Knowing that in recent years pea areas have been purposefully increased for processing in the new factory in Jelgava, the increase is likely to have been at this expense.

Rūta Beirote, the owner of the farm “Zutiņi” in Krimulda municipality, says that grey peas have done well this year. The Zutiņi farmers grow large grey peas in an area of about 16 hectares, which has not changed in recent years. There will be enough peas for everyone for Christmas.

“Latvians have never been short of peas, and this year there will certainly be enough for everyone who wants to celebrate, and they will be able to eat peas with pork fat on the first night and pea patties the next day,” says Beirote.

There are no plans to increase the area of grey peas.

“It is a very specific crop. Although we Latvians consider ourselves to be decent pea eaters, we only eat peas in winter and a large part of them only at Christmas, so we only grow what we can to produce and satisfy our customers. But they will not be a real export product – they are not eaten outside Europe. They are eaten in Holland, in Germany, a little in the north of the UK, they are also eaten in Sweden, Denmark and also in Finland in small quantities. It is not an everyday product in any of these countries. So we understand that this will be and remain a niche product,” continues the owner.

Aldis Ločmelis, the owner of Kotiņi, also recognizes that more grey peas could be grown. However, there is no desire to spoil the lives of small farmers, so the volumes are small. Kotiņi grows around 7-15 tonnes of peas a year, some of which he sells to tourists at the Rekova mill and some of which he processes into flour and hummus.

Ločmelis believes that every municipality should have a processing plant: “This is the only way we can get locals to use local products and not buy imports. People’s eating habits are changing and younger generations don’t know what pork fat is. [They] know a burger, they know a kebab. We should tell the new generations what is [what]. The thirty years that Latvia has had after joining the European Union have not been the right way with it. We have been buying everything from abroad and we have neglected our own processing to a very great extent.”
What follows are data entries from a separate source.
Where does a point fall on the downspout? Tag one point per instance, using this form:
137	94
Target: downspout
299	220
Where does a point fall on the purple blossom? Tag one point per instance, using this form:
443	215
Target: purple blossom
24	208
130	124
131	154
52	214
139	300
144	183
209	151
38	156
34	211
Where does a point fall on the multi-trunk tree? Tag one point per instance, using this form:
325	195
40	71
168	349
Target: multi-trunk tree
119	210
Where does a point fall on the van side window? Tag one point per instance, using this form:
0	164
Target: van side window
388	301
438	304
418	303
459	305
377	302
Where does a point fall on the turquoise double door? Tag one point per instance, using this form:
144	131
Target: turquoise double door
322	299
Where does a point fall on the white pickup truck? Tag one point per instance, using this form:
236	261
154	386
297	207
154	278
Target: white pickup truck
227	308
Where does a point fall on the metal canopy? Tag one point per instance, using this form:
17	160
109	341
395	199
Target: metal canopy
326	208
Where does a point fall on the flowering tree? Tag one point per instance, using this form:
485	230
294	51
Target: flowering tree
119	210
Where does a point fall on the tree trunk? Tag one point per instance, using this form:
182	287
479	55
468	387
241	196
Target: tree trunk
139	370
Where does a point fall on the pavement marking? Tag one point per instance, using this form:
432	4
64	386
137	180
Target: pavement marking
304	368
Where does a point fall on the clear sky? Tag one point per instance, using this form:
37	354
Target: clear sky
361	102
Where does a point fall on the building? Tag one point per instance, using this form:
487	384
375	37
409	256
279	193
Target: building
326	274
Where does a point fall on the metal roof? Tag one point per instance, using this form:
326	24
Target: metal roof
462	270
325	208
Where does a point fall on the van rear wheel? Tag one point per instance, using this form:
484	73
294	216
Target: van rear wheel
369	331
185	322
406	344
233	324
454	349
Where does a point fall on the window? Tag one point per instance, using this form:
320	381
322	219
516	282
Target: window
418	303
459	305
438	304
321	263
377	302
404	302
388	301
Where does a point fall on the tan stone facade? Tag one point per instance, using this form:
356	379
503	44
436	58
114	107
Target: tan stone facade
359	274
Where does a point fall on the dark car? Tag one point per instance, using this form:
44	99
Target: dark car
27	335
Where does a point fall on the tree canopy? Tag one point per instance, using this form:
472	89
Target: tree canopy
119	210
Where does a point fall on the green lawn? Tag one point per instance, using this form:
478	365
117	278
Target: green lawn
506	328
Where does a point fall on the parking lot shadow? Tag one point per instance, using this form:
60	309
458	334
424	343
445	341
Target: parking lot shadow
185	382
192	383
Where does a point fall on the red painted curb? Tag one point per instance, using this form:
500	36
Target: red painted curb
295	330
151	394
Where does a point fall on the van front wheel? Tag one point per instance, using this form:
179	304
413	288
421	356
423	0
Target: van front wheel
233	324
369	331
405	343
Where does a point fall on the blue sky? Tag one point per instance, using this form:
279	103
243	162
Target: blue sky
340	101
Ločmelis thinks that a complete change of approach is needed. The Russian invasion of Ukraine has shown that every region needs to have its own processing in order to be able to feed the country.

Latvian Radio asked people met in the Vidzeme market whether they follow tradition and eat peas only at Christmas or as part of their daily routine:

“I definitely will. I’ll buy big ones specially. I remember from my childhood how my dad used to cook peas and we would all eat them. I have four children and I cook them and make them taste them. Traditions are alive, you have to keep them alive and I even torture my children with peas not only at Christmas. I boil them now and then because I really like pulses.”

“Not especially at Christmas, but relatively rarely, but I do tend to eat them. I still like the way my grandmother [did] – peas with onion. All legumes are healthy, so how could our peas be worse than the many varieties of beans around here? It takes a bit longer to prepare, maybe that’s why we don’t eat them as often. It is not an everyday thing, like boiling an egg or making a sandwich.”

“I really like grey peas. I don’t think a feast is a feast without it. I have finally started to cook them myself, but more at New Year.”